Kolofata is a northern Cameroonian commune which sits close to the Nigerian border; for many years, the militant Islamist organisation Boko Haram has been based in Nigeria, but their reach extends to neighbouring countries Cameroon, Chad and Niger, as well as the latter's neighbour, Mali. Kolofata has come under attack from Boko Haram on more than one occasion, and judging by the heavily-armed soldiers who guard the perimeter of the village's school, it seems that no one is discounting the possibility of future assaults on the town. The film focuses on three children—Falta, Mohamed and Ibrahim—as they go about their everyday activities in the face of the fallout from Boko Haram's actions; Falta's father was killed by a suicide bomber, while Nigerian brothers Mohamed and Ibrahim are separated from their parents.
Given both its success at Rotterdam and the subject matter, The Spectre of Boko Haram is an unexpectedly muted film; while it's an assured, fitfully engaging documentary, the style is televisual, and the filmmaking rarely rises to anything beyond workmanlike. It's a sober, low-key work, one in which Cyrielle Raingou is bent on showing the lasting effects of conflict, while the violence itself is all but sidelined. In accord with the film's baldly descriptive title, Boko Haram is an undeniable, unsettling presence here: never at the forefront of proceedings, but always lurking around the margins of the quotidian. Moreover, Raingou provides virtually no context or background on Boko Haram's activities, which underlines her steadfast dedication to prioritising victims over perpetrators.

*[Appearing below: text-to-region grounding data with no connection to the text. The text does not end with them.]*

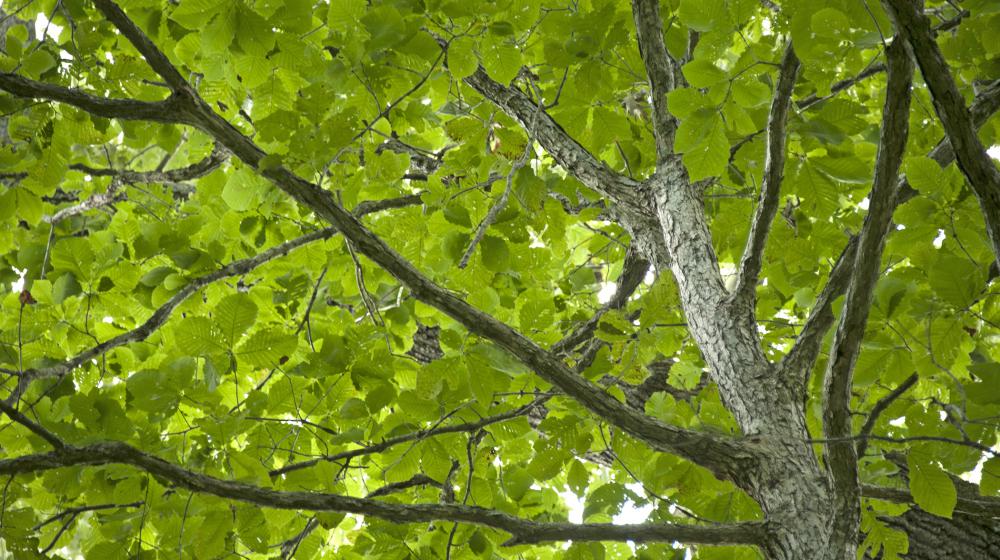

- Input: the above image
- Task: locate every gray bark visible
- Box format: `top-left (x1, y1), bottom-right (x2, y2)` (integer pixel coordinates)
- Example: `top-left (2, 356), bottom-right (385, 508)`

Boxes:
top-left (2, 2), bottom-right (1000, 559)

Sticking with Francophone cinema, and Canadian short Making Babies (French: Faire un enfant) screens today as one of half a dozen films included in the LFF's What Makes Us programme. Making Babies is written and directed by Eric K. Boulianne, a prolific screenwriter who is perhaps best known for co-writing Michel Côté-starrer De père en flic 2. Here, Boulianne himself stars alongside Florence Blain Mbaye, with the pair playing a nameless couple who, as per the title, are making an effort to get pregnant. After numerous tries—an on-screen counter keeps track of the attempts—and no progress, the stressed-out couple opts for fertility treatment, which brings no change in fortune but does put even more strain on the relationship. This funny, moving and well-judged film proves just long enough to make its emotional point, with Boulianne turning in great work on both sides of the camera.